Consumer demand likely remained depressed amid job insecurity and income pressures. Retail sales have dropped for several months as the country grappled with repeated COVID waves.

“Domestic demand didn’t fully recover from the COVID shock. It will likely be a bumpy recovery this year,” said Zhiwei Zhang, chief economist at Pinpoint Asset Management.

Outlook Remains Gloomy with Recession Risks

The steep drop in December shipments shows exports were yet to benefit from China’s abrupt reopening in early December. The chaotic way restrictions ended also constrained activity in the short term.

Analysts expect the trade sector could stabilize by the middle of 2023.

“Exports should start to recover later in Q1 or Q2 as supply disruptions ease, global demand recovers somewhat, and production resumes post-COVID,” said Louis Kuijs, Asia economist at S&P Global Ratings.

However, slowing global growth, stubborn inflation and the property crisis will continue dragging on China’s economy. GDP grew just 3% in 2022 – among the weakest rates in decades.

If global demand continues worsening, that would mean less appetite for Chinese goods, larger trade surpluses and a shrinking current account. These trends don’t bode well for China’s fragile recovery.

“The big picture is China’s economy faces strong headwinds this year. There are even risks of recession unless we see significant policy stimulus,” said Wang Tao, chief China economist at UBS.




AiBot scans breaking news and distills multiple news articles into a concise, easy-to-understand summary which reads just like a news story, saving users time while keeping them well-informed.
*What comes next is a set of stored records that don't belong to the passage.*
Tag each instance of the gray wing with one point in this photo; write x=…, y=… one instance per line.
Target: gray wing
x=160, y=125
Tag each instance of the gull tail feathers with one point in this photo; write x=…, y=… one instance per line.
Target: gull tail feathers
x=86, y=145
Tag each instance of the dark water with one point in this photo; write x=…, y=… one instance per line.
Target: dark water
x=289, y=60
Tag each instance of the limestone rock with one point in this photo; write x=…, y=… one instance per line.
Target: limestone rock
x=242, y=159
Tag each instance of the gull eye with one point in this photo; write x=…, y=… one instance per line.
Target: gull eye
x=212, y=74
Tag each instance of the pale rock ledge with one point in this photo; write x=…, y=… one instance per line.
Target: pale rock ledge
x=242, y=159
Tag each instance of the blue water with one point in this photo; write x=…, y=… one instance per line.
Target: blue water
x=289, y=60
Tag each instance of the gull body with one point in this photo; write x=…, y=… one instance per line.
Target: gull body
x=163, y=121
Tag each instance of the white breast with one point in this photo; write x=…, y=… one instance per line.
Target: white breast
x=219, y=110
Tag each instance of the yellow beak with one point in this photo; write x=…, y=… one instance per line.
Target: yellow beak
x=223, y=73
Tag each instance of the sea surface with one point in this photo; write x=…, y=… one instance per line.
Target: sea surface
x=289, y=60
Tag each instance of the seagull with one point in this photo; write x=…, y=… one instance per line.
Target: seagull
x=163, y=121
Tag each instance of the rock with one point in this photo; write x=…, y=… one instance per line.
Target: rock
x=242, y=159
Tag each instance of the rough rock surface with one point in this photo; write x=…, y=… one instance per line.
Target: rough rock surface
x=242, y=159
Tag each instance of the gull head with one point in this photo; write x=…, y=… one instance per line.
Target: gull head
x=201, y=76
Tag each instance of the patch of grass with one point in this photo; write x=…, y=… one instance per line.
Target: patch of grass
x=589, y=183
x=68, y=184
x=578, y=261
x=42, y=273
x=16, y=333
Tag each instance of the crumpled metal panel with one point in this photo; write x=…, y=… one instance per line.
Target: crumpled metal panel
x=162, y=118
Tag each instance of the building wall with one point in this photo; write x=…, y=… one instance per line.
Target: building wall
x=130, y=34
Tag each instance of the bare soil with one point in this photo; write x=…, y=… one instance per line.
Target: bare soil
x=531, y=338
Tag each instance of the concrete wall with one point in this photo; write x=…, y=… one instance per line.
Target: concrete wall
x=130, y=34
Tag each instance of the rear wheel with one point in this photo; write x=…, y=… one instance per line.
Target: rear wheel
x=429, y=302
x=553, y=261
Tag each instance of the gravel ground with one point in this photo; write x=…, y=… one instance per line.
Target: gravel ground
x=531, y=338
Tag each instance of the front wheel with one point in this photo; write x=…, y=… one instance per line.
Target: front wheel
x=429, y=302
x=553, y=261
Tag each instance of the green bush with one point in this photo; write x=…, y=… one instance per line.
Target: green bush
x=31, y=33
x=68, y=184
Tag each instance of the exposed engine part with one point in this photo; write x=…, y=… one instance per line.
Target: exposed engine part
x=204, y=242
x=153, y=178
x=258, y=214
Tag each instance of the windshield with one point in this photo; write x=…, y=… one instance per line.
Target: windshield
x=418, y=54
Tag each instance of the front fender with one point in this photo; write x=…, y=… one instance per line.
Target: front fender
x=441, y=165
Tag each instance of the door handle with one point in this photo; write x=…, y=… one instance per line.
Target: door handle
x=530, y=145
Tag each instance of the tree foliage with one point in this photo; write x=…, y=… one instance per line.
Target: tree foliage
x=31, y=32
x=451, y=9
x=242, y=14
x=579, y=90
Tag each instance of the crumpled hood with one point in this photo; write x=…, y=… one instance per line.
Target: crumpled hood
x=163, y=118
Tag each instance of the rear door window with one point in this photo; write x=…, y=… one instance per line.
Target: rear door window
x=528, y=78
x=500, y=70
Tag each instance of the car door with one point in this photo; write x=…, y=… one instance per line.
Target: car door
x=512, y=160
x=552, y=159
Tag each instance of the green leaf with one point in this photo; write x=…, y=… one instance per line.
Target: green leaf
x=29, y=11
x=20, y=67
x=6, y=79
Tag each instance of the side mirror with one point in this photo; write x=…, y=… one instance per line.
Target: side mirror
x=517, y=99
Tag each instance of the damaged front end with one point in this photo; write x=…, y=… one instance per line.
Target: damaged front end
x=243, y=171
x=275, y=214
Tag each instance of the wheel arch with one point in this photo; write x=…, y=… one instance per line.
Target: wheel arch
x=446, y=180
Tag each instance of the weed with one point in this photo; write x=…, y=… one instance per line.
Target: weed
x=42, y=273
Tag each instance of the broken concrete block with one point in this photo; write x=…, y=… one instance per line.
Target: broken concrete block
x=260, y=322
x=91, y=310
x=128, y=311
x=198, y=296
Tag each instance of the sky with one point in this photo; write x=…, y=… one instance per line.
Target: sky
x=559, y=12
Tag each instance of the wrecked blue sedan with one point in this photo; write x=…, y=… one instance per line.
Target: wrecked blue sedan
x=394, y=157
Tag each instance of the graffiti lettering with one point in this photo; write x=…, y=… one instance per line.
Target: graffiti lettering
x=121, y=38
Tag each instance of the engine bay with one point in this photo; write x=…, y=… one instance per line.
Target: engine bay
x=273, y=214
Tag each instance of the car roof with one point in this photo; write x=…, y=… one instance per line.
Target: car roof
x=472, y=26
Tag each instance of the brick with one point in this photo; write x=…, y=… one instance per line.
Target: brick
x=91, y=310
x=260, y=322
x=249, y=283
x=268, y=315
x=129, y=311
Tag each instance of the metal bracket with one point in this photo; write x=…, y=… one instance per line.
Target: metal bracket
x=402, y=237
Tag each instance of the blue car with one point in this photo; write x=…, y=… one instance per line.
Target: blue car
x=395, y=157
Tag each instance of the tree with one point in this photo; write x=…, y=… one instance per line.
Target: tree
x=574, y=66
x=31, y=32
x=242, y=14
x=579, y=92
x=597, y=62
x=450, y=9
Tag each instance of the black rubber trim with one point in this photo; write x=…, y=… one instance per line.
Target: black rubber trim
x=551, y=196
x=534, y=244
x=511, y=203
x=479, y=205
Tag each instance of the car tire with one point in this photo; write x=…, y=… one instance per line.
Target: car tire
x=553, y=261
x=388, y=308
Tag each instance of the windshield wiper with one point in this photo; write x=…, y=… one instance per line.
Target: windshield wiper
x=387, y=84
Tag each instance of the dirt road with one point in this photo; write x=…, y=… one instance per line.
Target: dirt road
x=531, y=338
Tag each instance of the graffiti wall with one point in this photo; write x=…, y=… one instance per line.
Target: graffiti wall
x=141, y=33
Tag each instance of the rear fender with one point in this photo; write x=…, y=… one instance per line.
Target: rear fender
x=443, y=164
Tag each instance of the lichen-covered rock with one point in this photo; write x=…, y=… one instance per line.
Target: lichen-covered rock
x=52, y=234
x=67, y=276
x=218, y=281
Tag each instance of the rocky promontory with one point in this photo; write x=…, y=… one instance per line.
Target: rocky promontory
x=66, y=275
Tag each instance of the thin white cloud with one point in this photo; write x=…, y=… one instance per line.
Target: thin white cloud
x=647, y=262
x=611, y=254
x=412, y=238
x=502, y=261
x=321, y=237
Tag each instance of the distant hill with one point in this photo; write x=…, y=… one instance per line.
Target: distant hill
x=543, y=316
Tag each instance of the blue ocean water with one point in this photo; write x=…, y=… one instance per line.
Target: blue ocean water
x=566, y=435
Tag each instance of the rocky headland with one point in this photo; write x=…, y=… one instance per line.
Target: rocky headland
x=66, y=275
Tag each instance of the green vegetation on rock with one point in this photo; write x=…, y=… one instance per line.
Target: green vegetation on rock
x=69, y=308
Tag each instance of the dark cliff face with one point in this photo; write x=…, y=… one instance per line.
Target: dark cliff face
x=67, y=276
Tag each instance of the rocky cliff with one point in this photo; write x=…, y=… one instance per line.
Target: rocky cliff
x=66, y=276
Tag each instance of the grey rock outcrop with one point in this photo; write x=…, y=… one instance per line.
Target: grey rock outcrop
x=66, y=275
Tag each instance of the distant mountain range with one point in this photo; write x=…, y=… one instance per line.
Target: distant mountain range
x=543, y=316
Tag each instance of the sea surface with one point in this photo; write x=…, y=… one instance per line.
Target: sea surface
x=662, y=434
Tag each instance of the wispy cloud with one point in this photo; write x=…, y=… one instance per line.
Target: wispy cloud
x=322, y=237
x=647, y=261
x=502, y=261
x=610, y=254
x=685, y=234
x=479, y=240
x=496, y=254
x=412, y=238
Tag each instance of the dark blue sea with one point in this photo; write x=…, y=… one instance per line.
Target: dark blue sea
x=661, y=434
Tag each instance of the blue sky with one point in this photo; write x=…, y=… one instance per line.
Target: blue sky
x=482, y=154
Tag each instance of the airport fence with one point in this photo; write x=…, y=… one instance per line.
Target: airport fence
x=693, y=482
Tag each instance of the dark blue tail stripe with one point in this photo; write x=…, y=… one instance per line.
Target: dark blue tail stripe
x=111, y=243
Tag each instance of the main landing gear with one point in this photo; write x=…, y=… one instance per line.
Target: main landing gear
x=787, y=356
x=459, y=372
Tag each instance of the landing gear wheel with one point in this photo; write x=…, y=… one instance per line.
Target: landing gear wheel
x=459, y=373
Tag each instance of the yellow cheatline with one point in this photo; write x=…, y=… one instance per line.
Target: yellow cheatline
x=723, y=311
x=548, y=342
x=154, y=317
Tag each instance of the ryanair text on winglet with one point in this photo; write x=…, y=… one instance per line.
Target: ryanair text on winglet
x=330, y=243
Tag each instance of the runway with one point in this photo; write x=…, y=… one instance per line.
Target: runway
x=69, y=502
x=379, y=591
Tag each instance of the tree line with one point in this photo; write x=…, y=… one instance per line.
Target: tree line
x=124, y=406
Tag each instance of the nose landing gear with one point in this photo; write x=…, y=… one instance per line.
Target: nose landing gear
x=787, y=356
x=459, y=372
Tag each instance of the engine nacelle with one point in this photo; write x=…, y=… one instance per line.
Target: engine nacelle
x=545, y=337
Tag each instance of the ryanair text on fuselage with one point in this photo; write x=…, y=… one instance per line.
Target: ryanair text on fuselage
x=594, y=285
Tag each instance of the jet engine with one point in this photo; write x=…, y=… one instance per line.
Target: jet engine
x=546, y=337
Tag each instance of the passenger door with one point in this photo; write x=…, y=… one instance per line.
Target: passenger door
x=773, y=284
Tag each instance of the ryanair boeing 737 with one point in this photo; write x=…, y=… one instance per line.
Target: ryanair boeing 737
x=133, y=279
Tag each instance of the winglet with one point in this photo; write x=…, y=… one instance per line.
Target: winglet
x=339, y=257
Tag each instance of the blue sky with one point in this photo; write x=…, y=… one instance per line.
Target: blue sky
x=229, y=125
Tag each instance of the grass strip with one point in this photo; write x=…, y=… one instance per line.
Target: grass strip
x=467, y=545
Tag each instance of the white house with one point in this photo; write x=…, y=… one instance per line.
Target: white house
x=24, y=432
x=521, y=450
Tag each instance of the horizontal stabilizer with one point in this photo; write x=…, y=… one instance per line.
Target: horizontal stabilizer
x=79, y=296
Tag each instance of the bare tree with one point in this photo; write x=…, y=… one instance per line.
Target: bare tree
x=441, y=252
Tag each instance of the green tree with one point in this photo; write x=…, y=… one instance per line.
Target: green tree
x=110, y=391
To err is human, but AI does it too. Whilst factual data is used in the production of these articles, the content is written entirely by AI. Double check any facts you intend to rely on with another source.

By AiBot

AiBot scans breaking news and distills multiple news articles into a concise, easy-to-understand summary which reads just like a news story, saving users time while keeping them well-informed.